Run DOM-dependent scripts when the HTML is ready.
User Interaction Triggers
Click: Fires whenever a user clicks on an element.
Link Click: Fires specifically for link clicks (
<a>
tags).Scroll Depth: Fires when a user scrolls down a certain percentage (e.g., 25%, 50%, 100%).
Element Visibility: Fires when a specific element appears in the viewport.
Exit Intent: Fires when the system detects that the user is about to leave the page (e.g., mouse moving toward the browser’s close button).
Use Cases:
Track CTA button clicks.
Log engagement when users scroll through long-form content.
Trigger a widget when a banner comes into view.
Show an exit survey if the user is about to leave without purchasing.
Event-Based Triggers
Custom Event: Fires when a developer-defined event is pushed into the data layer.
History Change: Fires when the browser history changes (e.g., in Single Page Applications).
Navigation: Fires when the user navigates to a new page or section.
Mutation: Fires when a DOM element changes (attribute, content, or child nodes).
Crash: Fires when a JavaScript error occurs.
Console Log: Fires based on captured console messages.
API Call: Fires when a specified network/API request is detected.
Use Cases:
Capture SPA navigation without reloading the page.
Track form validation errors (via console logs).

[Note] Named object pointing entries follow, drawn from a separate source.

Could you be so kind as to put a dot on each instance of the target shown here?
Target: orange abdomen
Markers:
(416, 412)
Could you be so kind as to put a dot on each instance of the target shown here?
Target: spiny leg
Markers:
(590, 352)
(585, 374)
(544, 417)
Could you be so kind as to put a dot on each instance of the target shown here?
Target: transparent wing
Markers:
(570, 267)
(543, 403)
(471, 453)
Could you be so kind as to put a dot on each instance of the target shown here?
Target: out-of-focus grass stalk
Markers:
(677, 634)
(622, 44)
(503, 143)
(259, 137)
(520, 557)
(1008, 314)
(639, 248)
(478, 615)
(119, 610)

Fire conversion tags when specific API calls (e.g., purchase confirmation) are made.
Time-Based Triggers
Timer: Fires repeatedly at defined intervals (e.g., every 10 seconds).

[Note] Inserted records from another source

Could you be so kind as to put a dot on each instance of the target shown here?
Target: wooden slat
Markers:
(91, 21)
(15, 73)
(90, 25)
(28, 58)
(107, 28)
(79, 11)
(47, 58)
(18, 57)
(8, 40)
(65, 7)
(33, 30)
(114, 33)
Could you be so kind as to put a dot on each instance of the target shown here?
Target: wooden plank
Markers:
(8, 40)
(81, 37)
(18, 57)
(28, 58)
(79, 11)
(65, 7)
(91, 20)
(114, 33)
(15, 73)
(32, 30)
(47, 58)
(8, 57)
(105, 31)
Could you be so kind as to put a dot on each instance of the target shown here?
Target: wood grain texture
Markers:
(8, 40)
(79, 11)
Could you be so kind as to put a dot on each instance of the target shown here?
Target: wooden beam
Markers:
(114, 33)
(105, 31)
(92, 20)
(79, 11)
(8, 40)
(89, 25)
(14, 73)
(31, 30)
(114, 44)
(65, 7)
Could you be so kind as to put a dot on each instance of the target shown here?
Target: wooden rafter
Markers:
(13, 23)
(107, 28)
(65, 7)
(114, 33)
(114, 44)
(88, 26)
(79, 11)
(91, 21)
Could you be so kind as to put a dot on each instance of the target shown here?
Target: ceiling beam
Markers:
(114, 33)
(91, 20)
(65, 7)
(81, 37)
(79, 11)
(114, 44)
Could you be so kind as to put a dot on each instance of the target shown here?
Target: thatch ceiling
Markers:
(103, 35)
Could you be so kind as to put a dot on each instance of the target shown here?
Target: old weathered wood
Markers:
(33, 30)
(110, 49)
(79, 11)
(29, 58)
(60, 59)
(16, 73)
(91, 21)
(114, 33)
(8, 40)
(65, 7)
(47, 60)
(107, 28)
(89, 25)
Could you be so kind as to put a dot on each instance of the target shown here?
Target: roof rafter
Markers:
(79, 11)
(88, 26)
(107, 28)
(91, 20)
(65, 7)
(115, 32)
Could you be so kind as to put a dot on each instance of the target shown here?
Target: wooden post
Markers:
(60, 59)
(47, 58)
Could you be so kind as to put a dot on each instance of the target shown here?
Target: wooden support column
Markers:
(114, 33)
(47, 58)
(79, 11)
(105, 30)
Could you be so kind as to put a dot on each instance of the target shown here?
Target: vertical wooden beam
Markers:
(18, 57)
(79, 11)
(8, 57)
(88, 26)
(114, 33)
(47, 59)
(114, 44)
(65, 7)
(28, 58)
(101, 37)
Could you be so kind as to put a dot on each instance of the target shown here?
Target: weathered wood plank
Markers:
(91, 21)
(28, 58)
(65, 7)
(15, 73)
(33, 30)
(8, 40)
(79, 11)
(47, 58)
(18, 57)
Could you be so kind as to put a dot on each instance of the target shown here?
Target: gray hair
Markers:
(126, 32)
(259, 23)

Trigger Group: Fires when multiple triggers occur together (all conditions must be satisfied).
Use Cases:
Track how long users stay on a page.
Fire an event only if a combination of conditions are met (e.g., scroll depth + click).

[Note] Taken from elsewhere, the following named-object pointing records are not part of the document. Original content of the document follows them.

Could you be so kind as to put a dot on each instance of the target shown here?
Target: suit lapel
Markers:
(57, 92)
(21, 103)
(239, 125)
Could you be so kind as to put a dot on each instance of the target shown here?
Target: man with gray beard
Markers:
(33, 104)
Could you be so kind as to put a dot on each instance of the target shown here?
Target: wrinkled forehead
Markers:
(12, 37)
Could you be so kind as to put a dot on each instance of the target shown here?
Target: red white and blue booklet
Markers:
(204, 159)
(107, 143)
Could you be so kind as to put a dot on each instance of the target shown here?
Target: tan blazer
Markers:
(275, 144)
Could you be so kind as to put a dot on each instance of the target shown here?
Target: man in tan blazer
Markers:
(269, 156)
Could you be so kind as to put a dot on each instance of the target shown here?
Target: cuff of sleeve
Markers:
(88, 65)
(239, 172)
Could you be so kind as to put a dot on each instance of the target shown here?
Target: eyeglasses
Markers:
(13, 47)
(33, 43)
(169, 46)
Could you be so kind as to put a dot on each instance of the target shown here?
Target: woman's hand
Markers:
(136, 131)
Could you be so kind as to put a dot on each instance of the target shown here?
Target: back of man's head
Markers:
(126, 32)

Step 3: Add Filters / Variables (Optional)
Filters allow you to define conditions for when the trigger should activate.
Click Add New Filter.
Choose a Variable (e.g., Page URL, Click Text, Element ID).
Select an Operator (equals, contains, starts with, matches regex, etc.).
Enter a Value (e.g.,
/checkout
,Subscribe Button
).Combine multiple filters with AND / OR logic for advanced rules.
Examples:
Fire only if Page URL contains
/checkout
.Fire only if Click Text equals "Subscribe" AND Page Path starts with
/blog
.Fire if User Role variable equals "Premium" OR Page Path equals
/thank-you
.

Step 4: Save and Attach the Trigger to a Tag
Click Save to create the trigger.
Go to the Tags section.
Edit or create a tag, and under the Trigger step, select the trigger you just created.
Save the tag.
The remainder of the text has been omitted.